Matt Lynch

Personal information
- Born: 1990 or 1991 (age 35–36) Erie, Pennsylvania
- Education: Edinboro University Miami University
- Occupation: Basketball coach

= Matt Lynch (basketball) =

American basketball coach

Matt Lynch is a college basketball coach. In 2023 he created from scratch the University of South Carolina Salkehatchie men's basketball team.

== Early life and education ==
Lynch is from Erie, Pennsylvania. He is the son of Irma and Bill Lynch; his father played basketball in college. He has a brother and a sister. He played basketball in high school at Fort LeBoeuf High School in Waterford, Pennsylvania.

He attended Edinboro University, graduating in 2013 with a bachelor's degree in Health and Education. He graduated in 2015 from Miami University with a master's degree in Kinesiology and Sports Psychology.

== Career ==
Lynch first worked as an assistant coach at Fort Leboeuf during his freshman year in college. He then started working in the basketball program at Edinboro while attending school there.

Lynch worked at Miami, starting as video coordinator and later working as interim assistant coach for the women's basketball team, and then moved to the men's program at Youngstown State as director of basketball operations under Jerry Slocum. He worked as video coordinator, then director of basketball operations and then assistant for University of North Carolina Wilmington under C. B. McGrath until March 2020; he and the rest of the team staff were let go after three losing seasons. He worked as an assistant coach at Chowan University.
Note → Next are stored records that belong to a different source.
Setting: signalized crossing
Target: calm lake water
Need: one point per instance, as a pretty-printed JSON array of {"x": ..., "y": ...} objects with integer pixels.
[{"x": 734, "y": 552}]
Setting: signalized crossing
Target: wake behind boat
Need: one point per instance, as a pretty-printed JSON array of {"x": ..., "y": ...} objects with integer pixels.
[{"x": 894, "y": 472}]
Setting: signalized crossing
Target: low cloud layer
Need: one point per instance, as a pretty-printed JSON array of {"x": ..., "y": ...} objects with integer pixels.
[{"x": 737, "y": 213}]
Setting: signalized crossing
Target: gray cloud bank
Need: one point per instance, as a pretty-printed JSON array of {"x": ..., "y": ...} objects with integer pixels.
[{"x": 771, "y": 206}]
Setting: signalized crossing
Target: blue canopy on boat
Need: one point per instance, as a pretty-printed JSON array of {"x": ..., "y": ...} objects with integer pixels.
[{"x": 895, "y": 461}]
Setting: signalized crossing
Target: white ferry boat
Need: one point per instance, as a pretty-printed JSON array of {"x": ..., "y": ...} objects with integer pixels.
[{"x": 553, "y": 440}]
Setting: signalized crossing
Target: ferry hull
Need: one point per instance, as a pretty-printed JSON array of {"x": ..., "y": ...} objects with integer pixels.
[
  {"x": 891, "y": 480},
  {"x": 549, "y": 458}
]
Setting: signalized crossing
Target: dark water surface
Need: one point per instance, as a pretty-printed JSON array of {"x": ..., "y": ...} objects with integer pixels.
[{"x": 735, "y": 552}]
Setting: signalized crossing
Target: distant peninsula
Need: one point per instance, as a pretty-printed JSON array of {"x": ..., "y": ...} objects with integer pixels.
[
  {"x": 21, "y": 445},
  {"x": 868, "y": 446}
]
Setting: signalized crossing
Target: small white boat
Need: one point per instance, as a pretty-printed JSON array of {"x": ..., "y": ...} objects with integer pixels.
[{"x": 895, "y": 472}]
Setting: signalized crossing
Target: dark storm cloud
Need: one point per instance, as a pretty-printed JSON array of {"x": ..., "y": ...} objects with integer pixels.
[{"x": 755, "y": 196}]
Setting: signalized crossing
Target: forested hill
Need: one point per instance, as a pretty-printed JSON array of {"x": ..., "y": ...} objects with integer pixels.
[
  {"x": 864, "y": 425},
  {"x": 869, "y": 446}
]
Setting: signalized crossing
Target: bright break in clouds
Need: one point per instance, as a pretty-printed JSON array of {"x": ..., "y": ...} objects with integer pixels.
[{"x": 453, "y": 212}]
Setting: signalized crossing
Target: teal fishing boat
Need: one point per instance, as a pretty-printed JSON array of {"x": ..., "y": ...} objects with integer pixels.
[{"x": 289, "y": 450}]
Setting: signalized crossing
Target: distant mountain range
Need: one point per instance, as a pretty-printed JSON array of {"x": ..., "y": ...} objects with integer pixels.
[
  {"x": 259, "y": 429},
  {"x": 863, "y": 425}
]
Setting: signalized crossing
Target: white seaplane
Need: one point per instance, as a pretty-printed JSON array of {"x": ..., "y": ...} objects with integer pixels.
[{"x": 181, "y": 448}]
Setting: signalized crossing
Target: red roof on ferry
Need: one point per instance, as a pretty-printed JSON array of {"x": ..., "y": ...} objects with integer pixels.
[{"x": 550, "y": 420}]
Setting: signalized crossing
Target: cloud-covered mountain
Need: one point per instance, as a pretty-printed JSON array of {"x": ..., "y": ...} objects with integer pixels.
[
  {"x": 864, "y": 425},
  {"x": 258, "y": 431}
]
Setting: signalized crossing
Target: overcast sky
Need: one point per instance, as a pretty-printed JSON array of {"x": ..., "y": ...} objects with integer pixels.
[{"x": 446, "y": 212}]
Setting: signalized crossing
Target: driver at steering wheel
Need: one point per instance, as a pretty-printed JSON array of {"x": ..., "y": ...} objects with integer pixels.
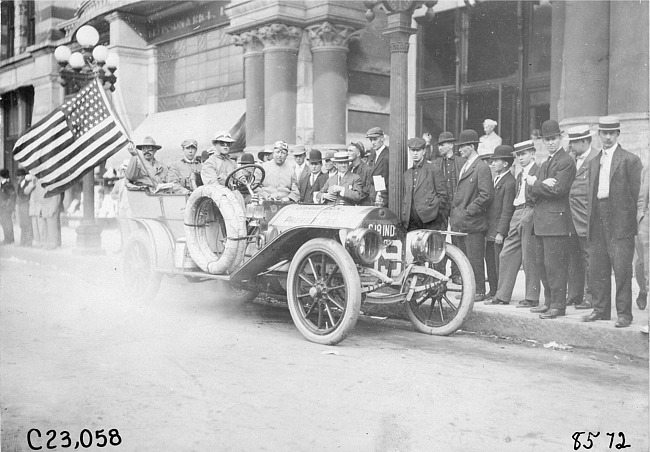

In December 2022 Lynch was hired by Salkehatchie. The team had been disbanded prior to that year's season after having four head coaches leave within an eight-month period; the team had no players signed, no games scheduled, and no budget. Lynch rebuilt the team from scratch with an all-freshman roster, including Grayson Kirk, an All-State guard. Salkehatchie had a winning season in 2023-2024.

== Recognition ==
In 2021 Lynch was named to Forbes' "30 Under 30" list of sportspeople.

== Personal life ==
As of 2024 Lynch was the only out gay head coach in college men’s basketball.